Suis rentrée, ai tenté de prendre mon petit déjeuner mais j'étais dans un état curieux, incapable de me concentrer. Rien n'avait de goût. J'ai alors reçu alors que je m'apprêtais à prendre des outils pour tenter de au moins nettoyer les parties arrachées, un de ces coups de fil qui sauvent : j'avais trouvé du boulot au moins pour les deux prochains mois. Et pas un boulot de traverser la rue pour sauver sa peau financière et rendre heureux Président Macron (1), non, un vrai travail qui correspondait à mon métier. 

Entre temps l'homme de la maison s'était mis en tête de réparer la chasse d'eau et j'ai commencé à débiter à la hache la branche tombée.  

Nous sommes partis acheter du petit matériel de bricolage, du coup c'était Coutances et d'autres achats (vêtements de sport, coupon cadeaux à écluser), du coup il était plus que l'heure de déjeuner ce qui fut fait à La Taverne, seul endroit à nous accepter encore à 13h56. En repartant j'ai réfléchi que si nous souhaitions voir la mer de ce week-end bien occupé ça allait être le moment. 

Le vent soufflait, assez déchaîné mais pas jusqu'au sentiment de danger. 

Belle ballade impromptue à Agon-Coutainville et son très beau lungo-mare piéton. 

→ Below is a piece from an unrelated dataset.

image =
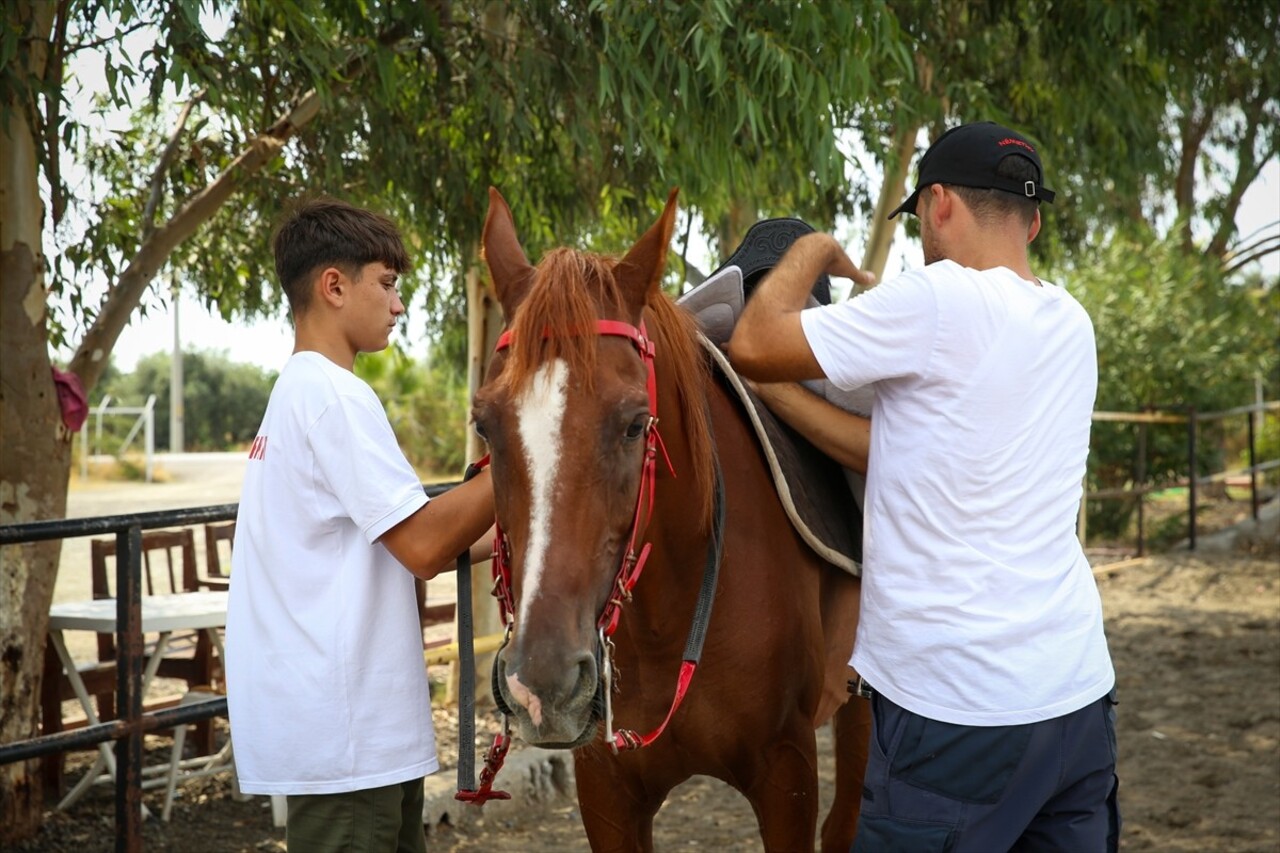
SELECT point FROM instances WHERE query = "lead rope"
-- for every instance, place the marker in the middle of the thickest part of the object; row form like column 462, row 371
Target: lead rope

Je ne peux passer dans cette ville sans entendre la voix de Philippe Bouvard dire "Et maintenant une question de Madame Le Prieur d'Agon-Coutainville". C'est curieux comme cette émission est synonyme pour moi de bricolage (la radio qu'on écoute lorsque l'on en fait, mais sinon jamais). C'était la grande époque d'avec Darie Boutboul qui avait du répondant et avait fait de son mari une sorte de personnage de semi-fiction. Et puis il avait été assassiné et puis c'était fini. Et je crois que je n'ai plus écouté l'émission depuis.

Ensuite nous sommes rentrés, ressortis pour acheter de quoi dîner et moi une loupe pour tenter de voir mes échardes et les ôter, ce qui fut fait. Puis je suis ressortie acheter une scie pour les branches d'arbres (juste en face chez Aldi), puis je me suis occupée du pneu crevé d'un des vélos, et ensuite de prendre une douche, c'était la fin de la journée.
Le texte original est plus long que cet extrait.